To the same effect, see Continental Coal Co. v. Roszelle Bros. (C. C. A.) 242 Fed. 243, 155 C. C. A. 83, and In re Marine Machine & Conveyor Co. (D. C.) 91 Fed. 630.
The principal place of business of a corporation is usually where the general offices or headquarters are located, without regard to the place named in the charter as the principal place of business. The test is where the actual business of the concern is chiefly prosecuted and managed, and where a corporation has several places of business located in different districts, its principal place of business is where the affairs of the corporation are actually managed. To be sure, this is a question of fact, to he determined by the circumstances of each par-, ticular case; but the rule is clear. It appears that Hannevig was the principal stockholder of the Pusey &, Jones Company; that the Pusey & Jones Company was in fact Hannevig. He conducted all his business and had a place of business in the city of New York, with these plants in New Jersey and Delaware. His financing was done there. When the new board of directors carried on the business under this arrangement with the District Court, they but continued what Hannevig did before them.

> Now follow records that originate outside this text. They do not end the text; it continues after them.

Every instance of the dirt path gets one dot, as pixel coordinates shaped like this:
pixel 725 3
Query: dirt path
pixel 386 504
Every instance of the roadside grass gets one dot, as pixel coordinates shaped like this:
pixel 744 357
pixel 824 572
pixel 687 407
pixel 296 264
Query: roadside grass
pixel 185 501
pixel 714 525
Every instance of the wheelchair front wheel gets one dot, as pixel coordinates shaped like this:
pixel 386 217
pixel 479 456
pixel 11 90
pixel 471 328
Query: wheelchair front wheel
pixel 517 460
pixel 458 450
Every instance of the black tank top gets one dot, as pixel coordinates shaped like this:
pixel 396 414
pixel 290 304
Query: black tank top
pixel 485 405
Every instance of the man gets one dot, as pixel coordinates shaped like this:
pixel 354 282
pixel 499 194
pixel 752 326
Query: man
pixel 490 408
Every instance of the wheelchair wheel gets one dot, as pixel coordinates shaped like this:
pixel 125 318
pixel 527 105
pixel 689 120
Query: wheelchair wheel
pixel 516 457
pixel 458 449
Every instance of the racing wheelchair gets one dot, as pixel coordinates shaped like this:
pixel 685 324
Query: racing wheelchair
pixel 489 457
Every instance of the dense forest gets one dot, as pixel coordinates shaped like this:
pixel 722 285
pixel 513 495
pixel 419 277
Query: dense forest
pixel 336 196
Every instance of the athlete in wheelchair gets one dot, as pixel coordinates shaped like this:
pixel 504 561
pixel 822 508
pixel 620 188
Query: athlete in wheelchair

It also appears that a voluntary petition in bankruptcy, verified July 25, 1921, was filed, and the corporation, after due authority, petitioned the District Court to be adjudicated a bankrupt in the Southern district of New York. A board of directors of a foreign corporation has power to file a voluntary petition in bankruptcy. In re De Camp Glass Casket Co. (C. C. A.) 272 Fed. 558. And this authority includes the power to declare the place which the board has regarded as the principal place of business and to determine any bona fide and serious question which may arise as to its locality. Such power is inherent and incidental to the power to determine whether the corporation is solvent or not and whether or not it has committed acts of bankruptcy:
“The corporation is presumed to know where it has had its principal place of business, and when the corporation itself files its petition jurisdiction is conferred on the court where filed, subject to a showing in that court that the principal place of business was or had been elsewhere.” In re Beiermeister Bros. Co. (D. C.) 208 Fed. 945.
I think the facts require a finding that the principal place of business, as well as the actual management of the corporation, was in the Southern district of New York. Therefore I dissent.